Much of the content of this amendment legislation was contained in the government's Digital Radio Report, which considered the regulatory framework for digital radio as well as arrangements to facilitate the rollout of services in regional areas. A key finding of the report was that digital radio will continue as a supplementary technology, rather than a replacement technology, for the short to medium term. This means there are no plans to switch off the existing analogue AM and FM services, which should provide an incentive to the existing operators to contemplate a digital future. This recognises the importance of the ongoing provision of local news and local emergency services information by these radio services.

The Digital Radio Report also found that it is primarily a commercial decision for broadcasters as to whether they should extend their digital radio services to regional licence areas. The government considers that broadcasters are best placed to make decisions about which services are likely to be commercially viable. The report recommended that industry members and the Australian Communications and Media Authority establish a Digital Radio Planning Committee for Regional Australia to focus on the rollout of digital radio to regional areas where it is commercially viable to do so. The committee has now been established, and I am pleased to say it is currently giving priority to the licensing of permanent digital radio services in Darwin and also Canberra.

In answer to the question 'Will digital radio be available in my region?' I say this: the government considers that the broadcasting industry is best placed to identify regional markets that could support a commercially viable digital radio service. On that basis, I encourage residents in regional markets, such as those found in Solomon, to discuss the provision of digital radio with the local broadcasters.

The report also urged that the digital radio moratorium period be removed for regional licence areas and that the restricted datacasting licence category be removed to simplify the digital radio regime because no licences had so far been issued under this category. Another of its recommendations was that that the government consider minor amendments to the current digital radio regulatory regime to provide a simpler, more flexible process for planning and licensing digital radio in Australia.

As I said earlier, the Turnbull government considers that the broadcasters and their listeners are in the best position to determine the most appropriate mix of digital radio services and the proposed amendments do not impose any restrictions on the content that can be provided. The precedent set in the mainland state capitals suggests that the new digital-only services have provided listeners with more specialised music and information services than were previously available.

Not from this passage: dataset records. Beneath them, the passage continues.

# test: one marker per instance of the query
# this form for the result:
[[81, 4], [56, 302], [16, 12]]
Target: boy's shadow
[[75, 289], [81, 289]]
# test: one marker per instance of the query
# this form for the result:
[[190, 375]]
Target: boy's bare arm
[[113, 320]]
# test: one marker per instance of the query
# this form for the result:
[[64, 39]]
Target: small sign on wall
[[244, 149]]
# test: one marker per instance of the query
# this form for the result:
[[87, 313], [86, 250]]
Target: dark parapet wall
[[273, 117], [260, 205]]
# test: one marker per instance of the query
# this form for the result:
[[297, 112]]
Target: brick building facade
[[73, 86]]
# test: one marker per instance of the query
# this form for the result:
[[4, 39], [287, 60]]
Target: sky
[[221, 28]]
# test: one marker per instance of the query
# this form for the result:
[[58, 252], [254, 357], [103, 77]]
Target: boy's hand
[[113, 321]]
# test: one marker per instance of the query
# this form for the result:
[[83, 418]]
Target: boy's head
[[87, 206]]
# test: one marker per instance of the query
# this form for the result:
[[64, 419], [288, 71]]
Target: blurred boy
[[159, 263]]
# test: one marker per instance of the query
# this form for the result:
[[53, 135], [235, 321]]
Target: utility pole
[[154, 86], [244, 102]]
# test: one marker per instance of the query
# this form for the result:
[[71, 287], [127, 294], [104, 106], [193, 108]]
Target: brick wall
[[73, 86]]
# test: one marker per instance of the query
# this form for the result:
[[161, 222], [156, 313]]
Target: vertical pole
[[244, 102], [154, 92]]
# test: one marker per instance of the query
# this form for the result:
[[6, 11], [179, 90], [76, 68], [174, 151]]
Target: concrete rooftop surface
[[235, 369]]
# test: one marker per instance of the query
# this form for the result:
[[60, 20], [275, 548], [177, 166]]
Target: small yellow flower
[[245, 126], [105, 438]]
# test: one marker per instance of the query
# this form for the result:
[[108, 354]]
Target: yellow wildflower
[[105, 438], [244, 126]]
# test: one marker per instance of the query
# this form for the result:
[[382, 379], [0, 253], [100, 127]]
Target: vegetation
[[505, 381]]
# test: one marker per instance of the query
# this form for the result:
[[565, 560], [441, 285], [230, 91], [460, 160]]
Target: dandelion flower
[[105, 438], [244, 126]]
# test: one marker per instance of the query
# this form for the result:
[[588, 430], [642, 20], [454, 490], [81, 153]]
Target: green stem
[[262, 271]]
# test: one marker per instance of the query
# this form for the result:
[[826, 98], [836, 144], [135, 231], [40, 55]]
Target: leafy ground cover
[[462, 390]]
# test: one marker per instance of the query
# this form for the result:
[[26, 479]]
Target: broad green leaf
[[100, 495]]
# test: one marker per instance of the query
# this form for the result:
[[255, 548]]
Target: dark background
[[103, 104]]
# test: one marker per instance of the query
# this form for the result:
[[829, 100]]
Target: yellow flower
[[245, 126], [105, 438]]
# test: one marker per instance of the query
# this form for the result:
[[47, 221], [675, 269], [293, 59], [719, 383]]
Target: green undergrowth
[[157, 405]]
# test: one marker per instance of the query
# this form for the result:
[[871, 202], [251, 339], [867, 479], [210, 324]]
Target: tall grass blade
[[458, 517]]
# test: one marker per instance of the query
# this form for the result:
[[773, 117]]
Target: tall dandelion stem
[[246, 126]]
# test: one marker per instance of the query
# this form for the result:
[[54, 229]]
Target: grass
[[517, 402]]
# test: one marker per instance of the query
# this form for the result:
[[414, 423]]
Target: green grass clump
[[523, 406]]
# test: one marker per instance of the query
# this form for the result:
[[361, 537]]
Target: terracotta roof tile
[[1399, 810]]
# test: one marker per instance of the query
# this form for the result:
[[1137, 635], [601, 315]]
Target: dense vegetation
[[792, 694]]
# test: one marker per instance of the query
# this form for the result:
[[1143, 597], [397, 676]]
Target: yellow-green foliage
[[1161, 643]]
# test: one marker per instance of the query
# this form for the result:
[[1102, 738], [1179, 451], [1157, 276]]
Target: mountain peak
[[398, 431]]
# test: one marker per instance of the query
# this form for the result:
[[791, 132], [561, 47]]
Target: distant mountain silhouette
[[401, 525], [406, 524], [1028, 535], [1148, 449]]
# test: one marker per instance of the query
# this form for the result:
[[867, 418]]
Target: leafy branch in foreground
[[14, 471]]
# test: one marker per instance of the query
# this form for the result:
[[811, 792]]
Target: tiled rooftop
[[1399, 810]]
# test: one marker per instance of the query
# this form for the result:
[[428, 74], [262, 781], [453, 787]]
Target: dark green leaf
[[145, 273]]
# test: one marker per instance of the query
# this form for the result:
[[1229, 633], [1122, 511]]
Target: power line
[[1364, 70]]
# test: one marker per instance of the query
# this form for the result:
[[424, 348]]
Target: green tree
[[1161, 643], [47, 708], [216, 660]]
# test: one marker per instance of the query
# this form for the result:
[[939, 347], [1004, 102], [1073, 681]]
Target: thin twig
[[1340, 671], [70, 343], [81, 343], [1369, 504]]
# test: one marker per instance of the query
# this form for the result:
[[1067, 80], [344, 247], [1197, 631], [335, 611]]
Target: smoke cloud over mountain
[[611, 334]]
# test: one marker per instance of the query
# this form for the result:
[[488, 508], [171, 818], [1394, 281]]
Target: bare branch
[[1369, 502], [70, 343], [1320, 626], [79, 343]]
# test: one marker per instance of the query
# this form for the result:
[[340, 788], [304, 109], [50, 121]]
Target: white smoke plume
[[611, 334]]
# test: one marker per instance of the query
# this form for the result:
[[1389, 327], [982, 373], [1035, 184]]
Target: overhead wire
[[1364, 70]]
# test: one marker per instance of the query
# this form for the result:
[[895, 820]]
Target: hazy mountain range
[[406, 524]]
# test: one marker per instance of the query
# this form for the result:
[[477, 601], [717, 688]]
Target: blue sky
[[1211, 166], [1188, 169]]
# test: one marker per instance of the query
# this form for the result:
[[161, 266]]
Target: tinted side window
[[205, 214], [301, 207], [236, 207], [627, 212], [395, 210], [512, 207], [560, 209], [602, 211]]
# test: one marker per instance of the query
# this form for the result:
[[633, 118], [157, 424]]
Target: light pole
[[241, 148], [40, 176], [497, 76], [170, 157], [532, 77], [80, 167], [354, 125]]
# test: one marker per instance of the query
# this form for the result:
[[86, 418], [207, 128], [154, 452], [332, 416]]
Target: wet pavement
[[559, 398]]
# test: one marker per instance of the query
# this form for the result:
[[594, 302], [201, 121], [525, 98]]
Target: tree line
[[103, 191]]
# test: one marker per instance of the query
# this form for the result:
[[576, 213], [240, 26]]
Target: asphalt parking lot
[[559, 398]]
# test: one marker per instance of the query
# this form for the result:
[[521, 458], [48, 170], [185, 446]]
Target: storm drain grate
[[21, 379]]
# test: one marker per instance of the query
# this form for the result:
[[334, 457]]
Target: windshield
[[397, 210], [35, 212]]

It is the view of the government that removing the minister's gatekeeper role will simplify the arrangements relating to the planning of digital radio services in regional licence areas and make them more consistent with other broadcasting services. This is consistent with the Turnbull government's view that ACMA is best placed to decide when and where the rollout of digital radio services in regional Australia should occur. It will also remove unnecessary government intervention in the commencement of digital radio services in those areas.

These amendments will change the landscape of digital radio regulation in Australia in line with what we know, six years after the first digital radio stations commenced operations in the five state mainland capitals. It is the government's view that the provisions contained here are overwhelmingly positive, and with amendments such as the removal of the minister's intervention role it is plainly obvious that they are focused on unshackling the digital sector for the benefit of all Australians.

From a personal point of view, I am happy that ACMA will be actively giving Darwin priority when it comes to the licensing of permanent digital radio services, and I urge local analogue operators to work with the community in coming months and years to make this happen. I commend the bill to the House.